Single cells and doublets have the same height. However, doublets will have altered width and therefore area, so you can gate out doublets using FSC-A vs FSC-H and/or SSC-A vs SSC-H (Technically could also use width vs area as well).
Number of events you collect for compensation?
5,000 is default, but I’ve been told to do 10,000 for better results.
3 characteristics that define the best PMT voltage?
- Best separation of positive and negative events.
- No events off the top end of the scale.
- Lowest spread of the negative population.
Why increase FSC and SSC voltages for beads vs cells and perm vs non-perm cells?
Beads are smaller, so we need to amplify the voltages of FSC and SSC. Same is true for permeabilized cells where the voltage needs to be increased due to smaller size.
Problems learned from the Haddad lab.
- The rule of 10^3 and above is positive.
- Have to use cells only for compensation/do not treat compensation cells in the same way as the experimental cells.

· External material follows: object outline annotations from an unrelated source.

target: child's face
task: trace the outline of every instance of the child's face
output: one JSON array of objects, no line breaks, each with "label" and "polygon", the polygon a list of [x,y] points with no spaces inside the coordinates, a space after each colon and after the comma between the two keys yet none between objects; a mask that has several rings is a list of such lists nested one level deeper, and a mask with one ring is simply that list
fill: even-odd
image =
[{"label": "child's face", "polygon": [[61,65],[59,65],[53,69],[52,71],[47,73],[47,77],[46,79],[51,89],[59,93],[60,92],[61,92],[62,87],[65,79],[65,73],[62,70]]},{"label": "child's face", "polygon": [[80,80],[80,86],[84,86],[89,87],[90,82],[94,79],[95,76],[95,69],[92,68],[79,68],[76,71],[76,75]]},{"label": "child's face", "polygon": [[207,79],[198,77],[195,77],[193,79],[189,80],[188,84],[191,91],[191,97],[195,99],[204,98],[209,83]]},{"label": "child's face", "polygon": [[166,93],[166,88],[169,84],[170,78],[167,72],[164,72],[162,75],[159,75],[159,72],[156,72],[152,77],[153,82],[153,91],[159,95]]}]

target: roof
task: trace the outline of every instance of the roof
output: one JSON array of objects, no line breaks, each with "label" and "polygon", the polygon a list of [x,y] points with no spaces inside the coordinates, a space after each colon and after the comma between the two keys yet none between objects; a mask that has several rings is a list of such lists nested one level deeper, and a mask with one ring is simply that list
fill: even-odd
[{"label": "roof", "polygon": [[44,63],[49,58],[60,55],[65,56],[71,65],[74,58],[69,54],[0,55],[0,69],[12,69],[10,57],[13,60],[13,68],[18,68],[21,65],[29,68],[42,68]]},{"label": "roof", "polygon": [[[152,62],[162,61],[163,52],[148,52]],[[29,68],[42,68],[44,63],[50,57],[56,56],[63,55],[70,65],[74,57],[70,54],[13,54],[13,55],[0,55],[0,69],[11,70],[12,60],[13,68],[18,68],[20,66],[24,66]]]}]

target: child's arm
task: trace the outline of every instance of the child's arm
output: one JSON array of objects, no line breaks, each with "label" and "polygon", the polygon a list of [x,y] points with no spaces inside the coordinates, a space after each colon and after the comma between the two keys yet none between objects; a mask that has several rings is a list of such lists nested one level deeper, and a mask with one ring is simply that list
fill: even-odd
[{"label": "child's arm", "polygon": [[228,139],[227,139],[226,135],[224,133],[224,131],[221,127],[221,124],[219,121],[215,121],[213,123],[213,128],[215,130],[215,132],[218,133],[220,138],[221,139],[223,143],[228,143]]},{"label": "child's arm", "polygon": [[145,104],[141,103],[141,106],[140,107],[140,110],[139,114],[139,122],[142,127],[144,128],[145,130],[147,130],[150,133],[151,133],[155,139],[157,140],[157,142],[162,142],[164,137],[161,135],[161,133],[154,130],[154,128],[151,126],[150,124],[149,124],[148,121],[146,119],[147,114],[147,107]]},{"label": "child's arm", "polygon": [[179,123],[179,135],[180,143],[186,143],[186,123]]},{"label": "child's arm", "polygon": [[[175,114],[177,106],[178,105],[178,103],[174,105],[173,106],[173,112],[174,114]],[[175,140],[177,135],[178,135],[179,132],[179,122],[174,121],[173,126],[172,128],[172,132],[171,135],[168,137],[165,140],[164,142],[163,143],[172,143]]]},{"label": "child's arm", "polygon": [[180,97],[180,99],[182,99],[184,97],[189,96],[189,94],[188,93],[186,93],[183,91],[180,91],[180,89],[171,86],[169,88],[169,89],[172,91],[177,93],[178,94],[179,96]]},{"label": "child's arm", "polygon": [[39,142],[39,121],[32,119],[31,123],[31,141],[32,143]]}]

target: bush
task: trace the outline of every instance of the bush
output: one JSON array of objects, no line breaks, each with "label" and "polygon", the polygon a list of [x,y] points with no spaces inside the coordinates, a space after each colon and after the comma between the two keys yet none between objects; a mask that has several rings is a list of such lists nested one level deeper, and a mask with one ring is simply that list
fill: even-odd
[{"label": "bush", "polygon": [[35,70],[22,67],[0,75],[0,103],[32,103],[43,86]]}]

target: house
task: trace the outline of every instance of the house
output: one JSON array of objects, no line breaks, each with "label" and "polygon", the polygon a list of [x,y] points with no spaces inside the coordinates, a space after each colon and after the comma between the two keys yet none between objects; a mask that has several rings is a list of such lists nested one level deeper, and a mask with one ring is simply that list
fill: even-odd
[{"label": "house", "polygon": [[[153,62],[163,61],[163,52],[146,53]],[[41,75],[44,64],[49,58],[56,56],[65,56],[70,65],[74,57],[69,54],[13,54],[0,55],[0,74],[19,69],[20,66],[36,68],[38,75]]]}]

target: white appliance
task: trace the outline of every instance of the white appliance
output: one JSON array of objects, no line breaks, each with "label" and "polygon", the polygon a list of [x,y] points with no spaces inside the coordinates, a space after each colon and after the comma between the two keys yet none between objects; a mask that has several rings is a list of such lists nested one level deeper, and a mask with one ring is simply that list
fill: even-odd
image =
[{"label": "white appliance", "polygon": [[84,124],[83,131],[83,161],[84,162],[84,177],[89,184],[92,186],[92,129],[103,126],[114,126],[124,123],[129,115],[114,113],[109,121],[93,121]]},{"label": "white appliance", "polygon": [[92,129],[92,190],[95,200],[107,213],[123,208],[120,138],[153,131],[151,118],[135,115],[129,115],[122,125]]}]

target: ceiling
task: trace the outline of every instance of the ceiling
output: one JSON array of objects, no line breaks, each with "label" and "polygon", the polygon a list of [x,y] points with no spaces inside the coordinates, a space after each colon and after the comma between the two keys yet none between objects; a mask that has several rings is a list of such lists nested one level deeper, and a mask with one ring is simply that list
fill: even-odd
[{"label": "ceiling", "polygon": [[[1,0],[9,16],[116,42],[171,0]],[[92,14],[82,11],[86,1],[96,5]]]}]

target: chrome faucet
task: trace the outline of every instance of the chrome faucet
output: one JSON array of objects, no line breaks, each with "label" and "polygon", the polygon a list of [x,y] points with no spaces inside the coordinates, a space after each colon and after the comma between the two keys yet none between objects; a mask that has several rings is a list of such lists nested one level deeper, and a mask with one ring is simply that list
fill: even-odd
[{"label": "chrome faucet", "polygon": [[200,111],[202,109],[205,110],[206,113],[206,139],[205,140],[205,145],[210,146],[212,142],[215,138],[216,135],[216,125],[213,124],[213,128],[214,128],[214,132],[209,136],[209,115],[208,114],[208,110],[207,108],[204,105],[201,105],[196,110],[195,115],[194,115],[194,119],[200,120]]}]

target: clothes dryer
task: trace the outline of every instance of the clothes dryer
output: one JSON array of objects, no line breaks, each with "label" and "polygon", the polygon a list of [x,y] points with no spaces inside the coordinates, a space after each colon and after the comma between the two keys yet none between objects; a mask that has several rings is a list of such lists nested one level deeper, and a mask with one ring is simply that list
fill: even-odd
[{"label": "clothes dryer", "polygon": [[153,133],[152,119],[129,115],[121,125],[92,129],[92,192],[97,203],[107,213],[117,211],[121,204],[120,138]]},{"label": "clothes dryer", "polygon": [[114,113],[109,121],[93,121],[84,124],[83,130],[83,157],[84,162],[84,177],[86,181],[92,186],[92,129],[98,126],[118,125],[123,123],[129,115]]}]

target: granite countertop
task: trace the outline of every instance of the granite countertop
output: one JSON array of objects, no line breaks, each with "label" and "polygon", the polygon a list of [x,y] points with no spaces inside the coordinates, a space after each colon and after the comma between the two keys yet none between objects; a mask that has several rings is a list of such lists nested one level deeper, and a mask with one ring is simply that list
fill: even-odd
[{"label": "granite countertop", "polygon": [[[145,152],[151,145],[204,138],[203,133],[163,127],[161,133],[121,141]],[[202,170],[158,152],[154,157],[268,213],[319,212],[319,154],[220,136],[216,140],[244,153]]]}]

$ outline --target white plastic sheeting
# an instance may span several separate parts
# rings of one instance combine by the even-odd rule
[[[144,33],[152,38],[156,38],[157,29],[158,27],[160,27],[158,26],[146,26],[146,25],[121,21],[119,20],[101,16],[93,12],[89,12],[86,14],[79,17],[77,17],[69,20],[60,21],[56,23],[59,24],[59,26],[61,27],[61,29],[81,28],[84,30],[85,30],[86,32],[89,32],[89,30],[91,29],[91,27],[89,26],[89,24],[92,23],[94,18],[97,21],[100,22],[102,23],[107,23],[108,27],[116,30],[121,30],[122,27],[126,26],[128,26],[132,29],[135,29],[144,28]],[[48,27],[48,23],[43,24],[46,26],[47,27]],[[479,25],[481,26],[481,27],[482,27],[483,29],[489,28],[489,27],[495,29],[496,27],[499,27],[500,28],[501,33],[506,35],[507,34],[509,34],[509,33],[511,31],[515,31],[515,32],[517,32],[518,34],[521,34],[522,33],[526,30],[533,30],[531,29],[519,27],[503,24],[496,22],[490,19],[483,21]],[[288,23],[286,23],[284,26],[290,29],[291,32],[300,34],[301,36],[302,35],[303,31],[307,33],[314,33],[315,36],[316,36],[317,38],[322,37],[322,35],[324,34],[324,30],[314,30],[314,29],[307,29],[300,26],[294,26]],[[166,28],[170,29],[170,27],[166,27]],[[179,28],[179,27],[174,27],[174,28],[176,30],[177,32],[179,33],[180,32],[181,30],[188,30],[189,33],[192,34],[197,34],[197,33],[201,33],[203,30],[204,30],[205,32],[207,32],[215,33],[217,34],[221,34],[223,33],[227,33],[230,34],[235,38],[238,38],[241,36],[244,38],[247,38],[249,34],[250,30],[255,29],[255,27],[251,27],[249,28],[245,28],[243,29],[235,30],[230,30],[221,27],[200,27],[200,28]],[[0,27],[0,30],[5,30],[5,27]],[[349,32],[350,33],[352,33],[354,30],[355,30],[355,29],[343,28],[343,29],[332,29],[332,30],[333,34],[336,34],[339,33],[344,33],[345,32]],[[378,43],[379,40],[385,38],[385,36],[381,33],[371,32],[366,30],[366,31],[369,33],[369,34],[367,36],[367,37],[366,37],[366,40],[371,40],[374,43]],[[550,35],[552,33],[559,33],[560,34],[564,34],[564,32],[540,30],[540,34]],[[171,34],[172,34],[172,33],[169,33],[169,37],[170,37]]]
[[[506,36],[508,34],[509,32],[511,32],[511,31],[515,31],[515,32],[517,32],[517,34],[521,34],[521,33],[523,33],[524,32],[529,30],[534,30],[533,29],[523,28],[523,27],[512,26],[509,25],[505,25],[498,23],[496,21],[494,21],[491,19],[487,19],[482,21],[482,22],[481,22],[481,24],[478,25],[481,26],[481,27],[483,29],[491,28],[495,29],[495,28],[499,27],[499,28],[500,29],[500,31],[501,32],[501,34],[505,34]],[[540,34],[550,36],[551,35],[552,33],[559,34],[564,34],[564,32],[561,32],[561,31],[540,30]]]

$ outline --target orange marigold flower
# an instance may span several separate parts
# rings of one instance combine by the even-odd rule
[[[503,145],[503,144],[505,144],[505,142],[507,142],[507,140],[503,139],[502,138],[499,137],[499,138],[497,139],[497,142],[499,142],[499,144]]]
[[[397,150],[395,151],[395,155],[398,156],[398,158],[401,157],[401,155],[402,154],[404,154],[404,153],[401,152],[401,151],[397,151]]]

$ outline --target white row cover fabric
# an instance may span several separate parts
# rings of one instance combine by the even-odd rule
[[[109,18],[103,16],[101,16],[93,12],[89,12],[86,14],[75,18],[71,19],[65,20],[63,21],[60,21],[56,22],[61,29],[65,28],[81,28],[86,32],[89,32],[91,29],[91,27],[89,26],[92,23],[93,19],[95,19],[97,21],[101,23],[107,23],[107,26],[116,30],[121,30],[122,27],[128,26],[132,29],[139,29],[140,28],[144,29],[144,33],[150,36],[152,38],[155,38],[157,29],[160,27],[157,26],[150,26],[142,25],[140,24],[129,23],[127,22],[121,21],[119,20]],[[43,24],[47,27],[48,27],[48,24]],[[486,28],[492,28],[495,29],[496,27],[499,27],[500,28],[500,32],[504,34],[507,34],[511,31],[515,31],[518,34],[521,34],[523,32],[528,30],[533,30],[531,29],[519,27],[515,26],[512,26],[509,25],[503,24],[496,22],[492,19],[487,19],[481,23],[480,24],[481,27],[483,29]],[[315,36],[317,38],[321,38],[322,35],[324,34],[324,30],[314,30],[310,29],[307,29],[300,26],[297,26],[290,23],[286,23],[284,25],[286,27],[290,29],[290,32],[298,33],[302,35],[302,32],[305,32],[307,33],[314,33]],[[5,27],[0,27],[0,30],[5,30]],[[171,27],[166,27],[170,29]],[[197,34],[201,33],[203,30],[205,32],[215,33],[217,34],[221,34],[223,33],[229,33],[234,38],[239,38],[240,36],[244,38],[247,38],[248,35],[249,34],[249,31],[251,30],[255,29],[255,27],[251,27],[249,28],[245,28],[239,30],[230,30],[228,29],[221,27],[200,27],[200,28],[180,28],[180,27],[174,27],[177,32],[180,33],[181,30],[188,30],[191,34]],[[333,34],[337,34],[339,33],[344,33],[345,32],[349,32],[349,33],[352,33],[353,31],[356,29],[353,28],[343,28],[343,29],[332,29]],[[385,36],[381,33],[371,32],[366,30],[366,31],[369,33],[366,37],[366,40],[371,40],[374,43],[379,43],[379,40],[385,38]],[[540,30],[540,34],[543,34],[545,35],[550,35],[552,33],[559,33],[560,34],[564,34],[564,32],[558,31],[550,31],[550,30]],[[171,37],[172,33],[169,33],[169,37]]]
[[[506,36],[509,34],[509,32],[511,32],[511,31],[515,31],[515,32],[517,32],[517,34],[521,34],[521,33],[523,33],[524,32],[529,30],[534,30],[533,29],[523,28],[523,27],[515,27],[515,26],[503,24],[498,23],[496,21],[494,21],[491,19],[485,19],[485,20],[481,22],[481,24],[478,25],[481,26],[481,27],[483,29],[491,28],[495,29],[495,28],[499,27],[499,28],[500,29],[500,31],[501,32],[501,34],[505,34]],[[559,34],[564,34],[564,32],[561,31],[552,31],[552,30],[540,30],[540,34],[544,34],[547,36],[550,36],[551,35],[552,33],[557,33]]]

- Not using Brilliant Stain Buffer when using more than one polymer dye at a time.
Some differences in murine and human cells for flow.
x Humans have several logs higher expression of CD28 (T cell costim marker) compared to mice.
What is compensation?
Compensation refers to the process of correcting for fluorescence spillover, i.e., removing the signal of any given fluorochrome from all detectors except the one devoted to measuring that dye. Thus, compensation does not remove spillover, but it does help correct for it.